If you dip into any Brain Pickings column, you’ll enter a world of art, literature, music, and culture that will lead you back to previous columns and through a wide array of books, music, paintings, and other repositories of beauty and human passion. Popova’s strength is her ability to make connections among and across disciplines. One recent column, for example, includes a video that pairs a fragment about trees from Herman Hesse’s journals with a video tour of the Royal Botanic Gardens at Kew, and then links up with other writing about trees by Pablo Neruda, Mary Oliver, and John Muir. (The video was filmed for an episode of Wander—a series featuring “walks through beautiful spaces accompanied by the world’s favorite voices” created by filmmaker Beau Kerouac to allow quarantined people to virtually tour the world’s parks and cultural institutions. (Visit here)

I also want to recommend another Popova column, “Rebecca Solnit on Hope in Dark Times, Resisting the Defeatism of Easy Despair, and What Victory Really Means for Movements of Social Change” (visit here). I found Solnit’s book Hope in the Dark: Untold Histories, Wild Possibilities (Haymarket Books 2016) a source of solace following the 2016 election and have returned to it since the pandemic began.

In some ways, Neruda’s poem almost seems to anticipate the situation the world finds itself in now—a time of worldwide quiet and keeping-still that is unprecedented in modern times for our species. These lines really resonate:

we would all be together
in a sudden strangeness.

That’s more or less where we are now, right? Our enforced separation is something we are all in together; in a way, people have never been so collectively aligned before. In Neruda’s vision, the great silence is restorative, and the men who normally foment “green wars” instead spend their time hanging out in the shade. Extrapolating to our situation, war has not been occupying the headlines as much recently—one silver lining—and maybe we are also learning to slow down and allow silence to disrupt the entrenched cycle of busyness and anxiety that defined our lives before COVID. In Neruda’s poem, some disruptions—especially when they are disruptions of a disruptive way of living—can be positive, breaking the vicious cycle of “this sadness / of never understanding ourselves / and of threatening ourselves with death.” Sometimes silence is a good thing then. Instead of representing death, it can represent an opportunity for reflection, rest, and regeneration the way winter presages and actually creates the conditions for spring.
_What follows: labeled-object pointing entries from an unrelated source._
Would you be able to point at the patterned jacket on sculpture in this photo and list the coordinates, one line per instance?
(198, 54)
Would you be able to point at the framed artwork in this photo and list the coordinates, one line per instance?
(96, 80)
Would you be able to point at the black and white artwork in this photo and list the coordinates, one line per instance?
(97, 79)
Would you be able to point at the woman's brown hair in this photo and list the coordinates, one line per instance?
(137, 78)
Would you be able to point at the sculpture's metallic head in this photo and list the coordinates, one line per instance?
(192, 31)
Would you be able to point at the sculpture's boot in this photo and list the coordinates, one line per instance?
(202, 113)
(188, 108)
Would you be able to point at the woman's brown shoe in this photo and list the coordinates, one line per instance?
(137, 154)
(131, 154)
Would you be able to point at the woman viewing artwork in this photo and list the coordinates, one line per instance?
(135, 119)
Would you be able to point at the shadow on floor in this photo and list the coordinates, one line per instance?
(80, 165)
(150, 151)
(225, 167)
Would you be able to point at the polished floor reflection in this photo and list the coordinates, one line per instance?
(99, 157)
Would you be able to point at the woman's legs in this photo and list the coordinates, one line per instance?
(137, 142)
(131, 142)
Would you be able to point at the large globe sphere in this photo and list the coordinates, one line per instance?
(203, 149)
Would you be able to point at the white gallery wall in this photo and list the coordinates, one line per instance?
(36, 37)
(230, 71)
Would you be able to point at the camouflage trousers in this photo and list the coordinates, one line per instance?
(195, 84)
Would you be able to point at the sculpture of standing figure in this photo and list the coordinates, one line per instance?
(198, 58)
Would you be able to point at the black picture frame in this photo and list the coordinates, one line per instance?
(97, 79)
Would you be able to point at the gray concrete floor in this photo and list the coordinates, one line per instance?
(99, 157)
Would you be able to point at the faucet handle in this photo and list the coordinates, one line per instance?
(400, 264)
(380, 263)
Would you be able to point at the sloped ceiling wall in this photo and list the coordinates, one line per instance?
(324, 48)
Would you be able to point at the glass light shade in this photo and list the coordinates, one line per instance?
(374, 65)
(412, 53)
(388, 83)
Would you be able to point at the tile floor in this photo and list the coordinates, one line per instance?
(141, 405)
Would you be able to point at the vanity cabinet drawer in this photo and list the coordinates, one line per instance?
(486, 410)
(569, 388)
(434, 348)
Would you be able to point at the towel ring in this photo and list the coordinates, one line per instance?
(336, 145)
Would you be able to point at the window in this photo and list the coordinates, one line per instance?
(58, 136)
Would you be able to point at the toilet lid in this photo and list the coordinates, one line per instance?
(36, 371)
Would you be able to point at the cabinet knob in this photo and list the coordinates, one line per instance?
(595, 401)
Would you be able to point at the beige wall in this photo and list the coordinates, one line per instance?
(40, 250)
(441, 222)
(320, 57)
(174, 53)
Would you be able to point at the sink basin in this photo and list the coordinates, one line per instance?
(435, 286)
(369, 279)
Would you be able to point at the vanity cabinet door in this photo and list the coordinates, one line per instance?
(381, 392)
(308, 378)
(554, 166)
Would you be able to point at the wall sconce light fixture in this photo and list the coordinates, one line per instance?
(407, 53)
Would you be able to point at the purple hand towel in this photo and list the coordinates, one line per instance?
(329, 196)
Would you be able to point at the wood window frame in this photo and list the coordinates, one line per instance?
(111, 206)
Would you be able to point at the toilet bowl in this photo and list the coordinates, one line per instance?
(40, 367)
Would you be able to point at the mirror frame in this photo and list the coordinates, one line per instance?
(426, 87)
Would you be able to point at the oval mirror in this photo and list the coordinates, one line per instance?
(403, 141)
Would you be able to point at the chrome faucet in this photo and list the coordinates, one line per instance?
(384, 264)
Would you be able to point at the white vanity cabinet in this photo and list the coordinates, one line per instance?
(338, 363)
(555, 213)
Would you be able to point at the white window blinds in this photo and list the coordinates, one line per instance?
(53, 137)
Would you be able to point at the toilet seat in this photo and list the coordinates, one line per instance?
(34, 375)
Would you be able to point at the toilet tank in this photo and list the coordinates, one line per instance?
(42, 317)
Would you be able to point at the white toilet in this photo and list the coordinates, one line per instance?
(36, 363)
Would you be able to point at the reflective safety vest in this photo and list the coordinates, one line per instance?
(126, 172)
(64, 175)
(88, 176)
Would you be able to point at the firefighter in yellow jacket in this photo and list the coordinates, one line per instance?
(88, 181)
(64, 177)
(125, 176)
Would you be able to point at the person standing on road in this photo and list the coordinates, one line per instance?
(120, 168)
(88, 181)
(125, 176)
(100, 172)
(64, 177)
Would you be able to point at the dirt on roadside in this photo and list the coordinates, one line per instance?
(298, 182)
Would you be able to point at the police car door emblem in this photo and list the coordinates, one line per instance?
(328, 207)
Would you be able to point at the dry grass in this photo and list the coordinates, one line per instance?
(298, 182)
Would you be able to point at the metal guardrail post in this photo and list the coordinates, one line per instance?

Maybe it’s wishful thinking to suggest that anything good can come out of the pandemic, but I sometimes hope this global “pause” might end up teaching us a few things about the value of family and friends and interpersonal kindness, and about just—slowing down. Learning to live with less efficiency. With less, period. Even if you don’t believe that, I hope that reading Neruda’s poem and Maria Popova’s Brain Pickings columns will give you some comfort during this oddly quiet, challenging time.